Both countries are key suppliers of grains and edible oils.
The crisis has driven wheat to the highest level since 2012, while drought in South America has dimmed the outlook for soya bean supplies.
Palm oil, which is used in thousands of products from cookies to shampoo, is on a record-breaking run as a labour shortage crimps output in major producer Malaysia.
This could feed through to higher prices at grocery stores as everything from pasta to chocolate becomes more expensive to produce, further squeezing household budgets already strained by rising inflation. A measure of global food costs calculated by the United Nations rose near a record in January.
The Russia-Ukraine crisis “represents a major concern for vegetable oil, wheat and corn”, said Mr Oscar Tjakra, a senior analyst at Rabobank in Singapore. “We started 2022 from a position of low stocks in many agricultural commodities.”
Russian forces hit cities in Ukraine after President Vladimir Putin ordered an operation aimed at demilitarising the country. This sparked a rally across commodities on Thursday, driving Brent crude oil above US$100 a barrel for the first time since 2014 and sending Chicago wheat futures almost 6 per cent higher.
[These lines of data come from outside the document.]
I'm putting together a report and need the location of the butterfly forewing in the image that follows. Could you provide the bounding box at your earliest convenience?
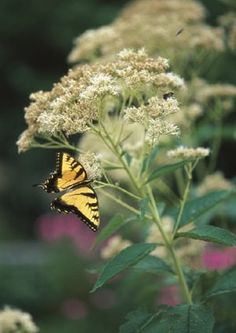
[51,185,100,232]
[42,152,87,192]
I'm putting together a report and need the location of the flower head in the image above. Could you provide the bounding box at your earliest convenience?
[167,146,210,160]
[68,0,225,66]
[17,49,183,152]
[79,152,102,180]
[196,172,233,196]
[0,307,38,333]
[101,235,132,259]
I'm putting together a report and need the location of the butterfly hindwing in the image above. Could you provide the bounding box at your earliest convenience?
[51,185,100,232]
[41,152,87,193]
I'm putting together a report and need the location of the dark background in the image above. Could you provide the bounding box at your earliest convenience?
[0,0,235,332]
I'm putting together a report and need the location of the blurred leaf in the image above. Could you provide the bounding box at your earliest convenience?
[139,198,149,220]
[145,160,190,184]
[197,125,236,142]
[94,214,127,247]
[157,202,166,216]
[119,309,158,333]
[143,304,215,333]
[218,192,236,219]
[206,268,236,298]
[176,225,236,246]
[141,145,159,174]
[124,152,132,166]
[91,243,156,292]
[133,255,173,274]
[176,190,232,228]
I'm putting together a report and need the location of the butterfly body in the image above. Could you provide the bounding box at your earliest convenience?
[37,152,100,231]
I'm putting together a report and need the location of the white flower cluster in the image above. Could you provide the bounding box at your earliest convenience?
[80,74,120,100]
[0,307,38,333]
[124,96,181,145]
[196,172,233,196]
[18,49,183,152]
[101,235,132,259]
[79,152,102,181]
[167,146,210,160]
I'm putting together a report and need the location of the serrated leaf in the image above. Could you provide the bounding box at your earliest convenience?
[91,243,156,292]
[206,268,236,298]
[94,215,127,247]
[119,309,158,333]
[133,255,173,274]
[145,160,190,184]
[176,190,232,228]
[176,225,236,246]
[144,304,214,333]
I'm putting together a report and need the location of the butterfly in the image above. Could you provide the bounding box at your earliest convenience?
[35,152,100,231]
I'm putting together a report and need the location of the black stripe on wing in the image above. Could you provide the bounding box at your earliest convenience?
[51,197,99,232]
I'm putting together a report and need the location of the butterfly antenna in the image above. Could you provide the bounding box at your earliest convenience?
[32,183,43,188]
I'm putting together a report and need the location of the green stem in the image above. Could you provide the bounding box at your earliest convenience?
[99,188,140,215]
[91,121,192,304]
[32,135,81,153]
[147,186,192,304]
[95,180,141,201]
[172,163,192,237]
[97,122,141,193]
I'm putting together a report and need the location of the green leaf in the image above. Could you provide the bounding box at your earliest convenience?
[94,215,127,247]
[176,225,236,246]
[144,304,214,333]
[104,165,124,171]
[145,160,190,184]
[139,197,149,220]
[141,145,159,174]
[177,190,232,228]
[91,243,156,292]
[119,309,158,333]
[206,268,236,298]
[124,152,132,166]
[133,255,173,274]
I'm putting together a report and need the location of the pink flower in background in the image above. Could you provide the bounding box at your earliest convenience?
[61,298,88,320]
[202,245,236,270]
[35,214,96,255]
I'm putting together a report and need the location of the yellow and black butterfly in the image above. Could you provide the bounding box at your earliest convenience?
[36,152,100,231]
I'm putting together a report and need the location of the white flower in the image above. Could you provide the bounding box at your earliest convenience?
[101,235,132,259]
[167,146,210,159]
[80,73,120,100]
[196,172,233,195]
[0,307,38,333]
[79,151,102,180]
[146,119,180,144]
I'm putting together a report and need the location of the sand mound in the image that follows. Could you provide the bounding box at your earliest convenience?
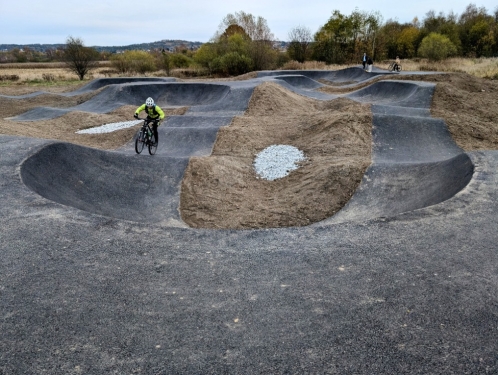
[180,82,372,229]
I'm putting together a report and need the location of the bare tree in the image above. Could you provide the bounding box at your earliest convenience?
[216,11,274,42]
[63,36,99,80]
[287,25,313,62]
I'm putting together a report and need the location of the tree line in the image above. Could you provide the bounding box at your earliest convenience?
[307,4,498,64]
[3,4,497,80]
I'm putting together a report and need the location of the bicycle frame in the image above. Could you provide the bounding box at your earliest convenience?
[135,117,159,155]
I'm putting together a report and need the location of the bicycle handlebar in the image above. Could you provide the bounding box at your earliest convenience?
[135,117,161,123]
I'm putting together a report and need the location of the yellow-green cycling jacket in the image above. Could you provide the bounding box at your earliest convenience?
[135,104,165,120]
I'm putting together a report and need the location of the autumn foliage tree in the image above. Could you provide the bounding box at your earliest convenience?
[194,11,278,76]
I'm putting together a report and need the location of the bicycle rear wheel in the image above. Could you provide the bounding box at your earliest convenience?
[396,64,402,72]
[148,133,157,155]
[135,130,145,154]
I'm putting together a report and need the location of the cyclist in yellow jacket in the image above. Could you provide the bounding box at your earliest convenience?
[134,97,165,146]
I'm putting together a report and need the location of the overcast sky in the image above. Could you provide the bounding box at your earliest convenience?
[1,1,497,46]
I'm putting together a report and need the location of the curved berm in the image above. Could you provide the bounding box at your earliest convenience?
[20,142,189,225]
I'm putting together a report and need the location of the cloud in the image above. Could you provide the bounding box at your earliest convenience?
[1,0,497,45]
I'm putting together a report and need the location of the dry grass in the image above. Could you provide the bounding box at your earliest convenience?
[281,57,498,79]
[280,60,351,71]
[0,61,112,69]
[380,57,498,79]
[0,57,497,85]
[0,66,126,83]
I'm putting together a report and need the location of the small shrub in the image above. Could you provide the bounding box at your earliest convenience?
[281,60,303,70]
[42,73,56,82]
[110,50,156,74]
[220,52,252,76]
[276,52,291,68]
[170,53,192,68]
[418,65,439,71]
[486,72,498,80]
[209,52,253,76]
[171,67,207,78]
[417,33,457,61]
[0,74,20,81]
[100,69,119,77]
[301,61,328,69]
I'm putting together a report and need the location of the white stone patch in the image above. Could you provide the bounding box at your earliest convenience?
[254,145,307,181]
[76,120,142,134]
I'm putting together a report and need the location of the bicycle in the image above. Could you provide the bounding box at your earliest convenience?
[387,62,402,72]
[135,118,158,155]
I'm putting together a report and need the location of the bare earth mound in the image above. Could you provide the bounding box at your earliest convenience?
[180,82,372,229]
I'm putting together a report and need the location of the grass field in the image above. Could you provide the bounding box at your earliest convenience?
[0,57,497,86]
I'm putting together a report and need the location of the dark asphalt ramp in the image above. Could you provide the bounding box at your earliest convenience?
[372,114,464,163]
[11,82,232,121]
[345,80,434,108]
[258,67,386,82]
[154,127,220,157]
[272,74,324,89]
[0,77,176,99]
[165,115,233,128]
[321,108,474,224]
[20,142,189,225]
[66,77,176,96]
[328,154,474,222]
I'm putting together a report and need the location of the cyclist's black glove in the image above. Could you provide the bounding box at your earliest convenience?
[134,113,138,119]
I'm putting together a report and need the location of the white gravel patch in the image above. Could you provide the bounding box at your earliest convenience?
[76,120,142,134]
[254,145,307,181]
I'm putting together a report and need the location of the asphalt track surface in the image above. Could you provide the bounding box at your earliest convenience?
[1,67,497,374]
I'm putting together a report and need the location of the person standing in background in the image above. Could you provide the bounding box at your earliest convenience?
[367,56,374,72]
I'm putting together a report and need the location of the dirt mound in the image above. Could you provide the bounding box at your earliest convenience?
[180,82,372,229]
[319,71,498,151]
[427,73,498,151]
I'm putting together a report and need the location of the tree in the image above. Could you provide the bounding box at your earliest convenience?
[193,43,220,73]
[417,32,457,60]
[377,20,404,59]
[312,10,350,64]
[420,10,461,54]
[312,9,382,64]
[397,26,420,58]
[216,11,274,42]
[63,36,99,80]
[215,11,277,71]
[458,4,495,57]
[287,26,313,62]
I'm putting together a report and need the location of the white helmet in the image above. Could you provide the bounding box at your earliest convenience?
[145,97,155,106]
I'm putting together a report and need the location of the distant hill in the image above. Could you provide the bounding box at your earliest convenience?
[1,39,289,53]
[0,40,204,53]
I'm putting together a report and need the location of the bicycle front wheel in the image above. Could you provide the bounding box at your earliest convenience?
[135,131,145,154]
[148,133,157,155]
[396,64,402,72]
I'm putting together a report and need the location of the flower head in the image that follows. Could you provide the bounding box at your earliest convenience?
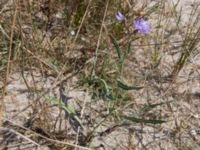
[133,18,151,34]
[115,11,125,21]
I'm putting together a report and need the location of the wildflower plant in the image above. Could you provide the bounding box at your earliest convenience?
[88,11,152,102]
[82,9,165,124]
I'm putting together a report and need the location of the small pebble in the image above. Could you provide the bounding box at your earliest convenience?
[70,30,75,36]
[190,129,197,136]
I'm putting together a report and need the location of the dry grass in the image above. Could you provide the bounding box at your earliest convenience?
[0,0,200,149]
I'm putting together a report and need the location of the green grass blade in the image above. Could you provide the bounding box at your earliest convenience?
[117,79,143,90]
[141,100,174,113]
[123,115,166,124]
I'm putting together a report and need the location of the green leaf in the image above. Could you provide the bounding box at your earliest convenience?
[117,79,143,90]
[109,35,124,62]
[123,115,166,124]
[44,95,83,128]
[127,40,131,54]
[141,100,174,113]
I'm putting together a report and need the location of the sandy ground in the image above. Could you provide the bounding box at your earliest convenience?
[1,0,200,150]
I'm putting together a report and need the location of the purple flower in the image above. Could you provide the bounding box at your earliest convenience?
[133,18,151,34]
[115,11,125,21]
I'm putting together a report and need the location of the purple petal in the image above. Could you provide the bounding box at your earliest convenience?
[133,18,151,34]
[115,11,125,21]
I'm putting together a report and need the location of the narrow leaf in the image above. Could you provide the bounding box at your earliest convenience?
[117,79,143,90]
[109,35,123,62]
[123,115,166,124]
[141,100,174,113]
[44,95,83,128]
[127,40,131,54]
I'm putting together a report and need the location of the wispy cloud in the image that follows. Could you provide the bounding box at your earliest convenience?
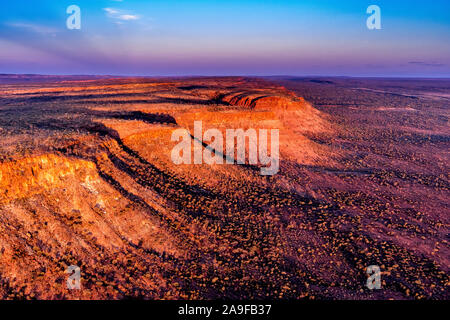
[408,61,445,67]
[6,22,59,34]
[119,14,139,21]
[104,8,120,15]
[103,7,140,21]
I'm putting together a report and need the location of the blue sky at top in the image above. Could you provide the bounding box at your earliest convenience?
[0,0,449,76]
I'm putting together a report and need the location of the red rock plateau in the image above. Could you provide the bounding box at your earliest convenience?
[0,76,448,299]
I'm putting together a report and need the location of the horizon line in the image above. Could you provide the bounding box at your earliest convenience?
[1,73,450,80]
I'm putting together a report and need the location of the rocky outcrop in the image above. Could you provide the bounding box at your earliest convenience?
[0,154,98,204]
[219,91,308,111]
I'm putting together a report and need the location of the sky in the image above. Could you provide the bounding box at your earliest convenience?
[0,0,449,77]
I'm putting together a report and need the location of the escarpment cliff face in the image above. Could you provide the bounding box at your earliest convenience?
[0,77,334,299]
[0,77,448,300]
[0,155,97,203]
[219,91,306,110]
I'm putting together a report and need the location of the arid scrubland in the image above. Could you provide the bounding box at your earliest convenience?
[0,76,448,299]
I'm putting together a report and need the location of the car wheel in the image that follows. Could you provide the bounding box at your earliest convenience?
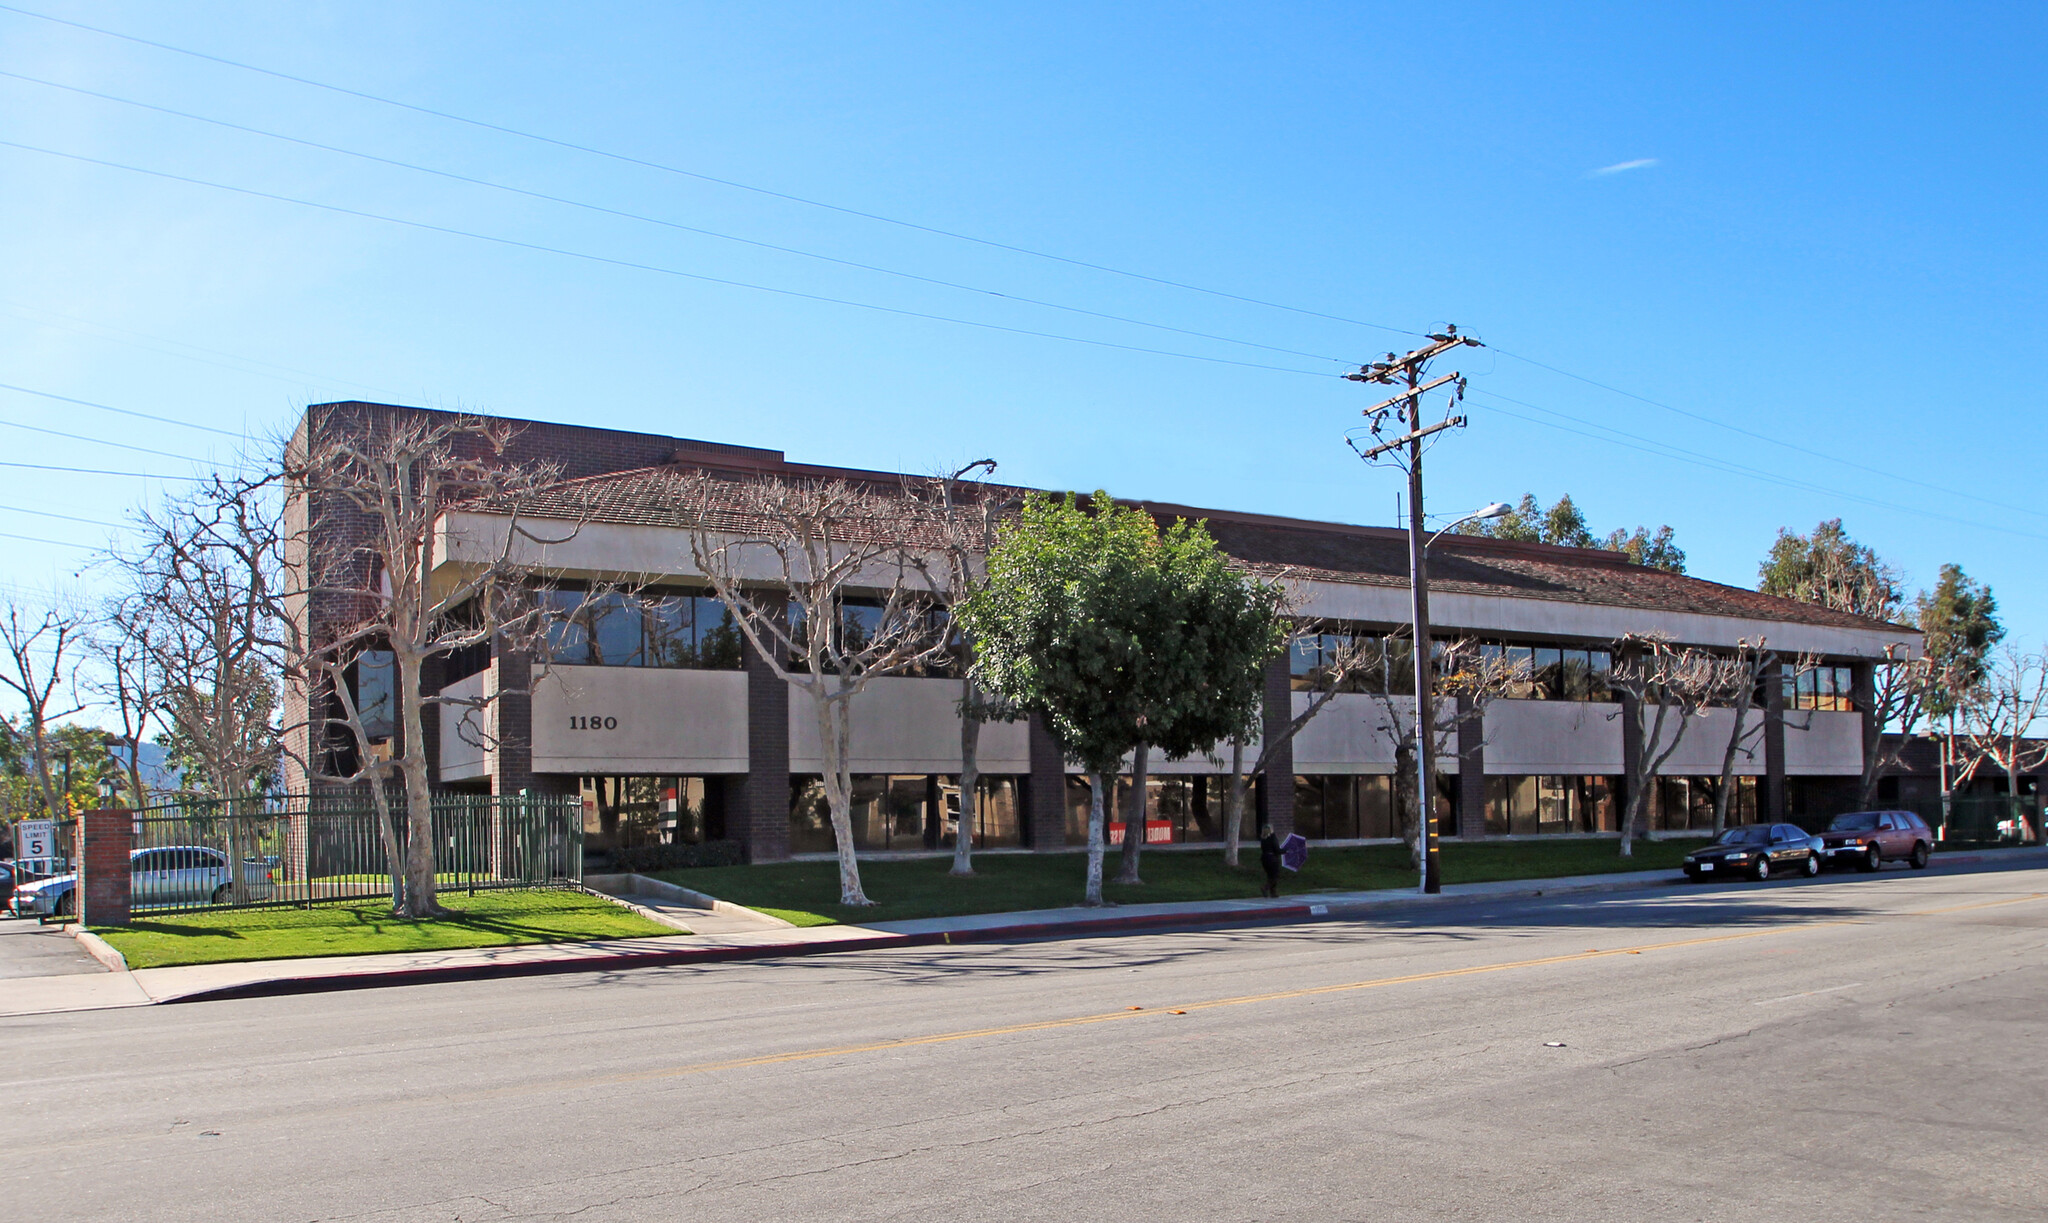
[1910,842,1931,870]
[1862,844,1882,873]
[210,885,232,906]
[55,891,74,917]
[1802,853,1821,877]
[1752,856,1771,882]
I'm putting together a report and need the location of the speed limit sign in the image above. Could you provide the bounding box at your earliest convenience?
[15,820,56,861]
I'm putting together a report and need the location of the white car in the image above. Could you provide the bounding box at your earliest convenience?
[10,846,275,917]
Ukraine and Russia account for about a quarter of the global trade in wheat, a fifth of corn sales, and 80 per cent of worldwide sunflower oil exports.
Wheat extended gains from the highest close since 2012 and was 5.4 per cent higher at US$9.3475 a bushel at 1.46pm in Singapore. Corn and soya beans also rallied. In Malaysia, palm oil climbed as much as 6.2 per cent to a record RM6,351 a tonne.
Exacerbating the inflation outlook is the surging cost of fertiliser. The market is already feeling the pinch because of reduced potash supplies from Belarus after United States sanctions, and any reduction of crop-nutrient exports from Russia will fuel the squeeze. With farmers scaling back fertiliser use, this could trigger lower crop yields and push up food prices even higher around the world.
There are signs that China, the world’s top importer of agricultural products, is concerned about the rally.
Beijing announced this week that it will sell edible oil and soya beans from state reserves to boost supply on the domestic market. The Dalian exchange will also raise margin requirements for some corn and soya bean meal futures contracts in a bid to cool speculation.
“The proportional increase in prices on supermarket shelves will, of course, be smaller as commodity prices are usually only a relatively small proportion of the prices of final goods,” said Mr Tjakra.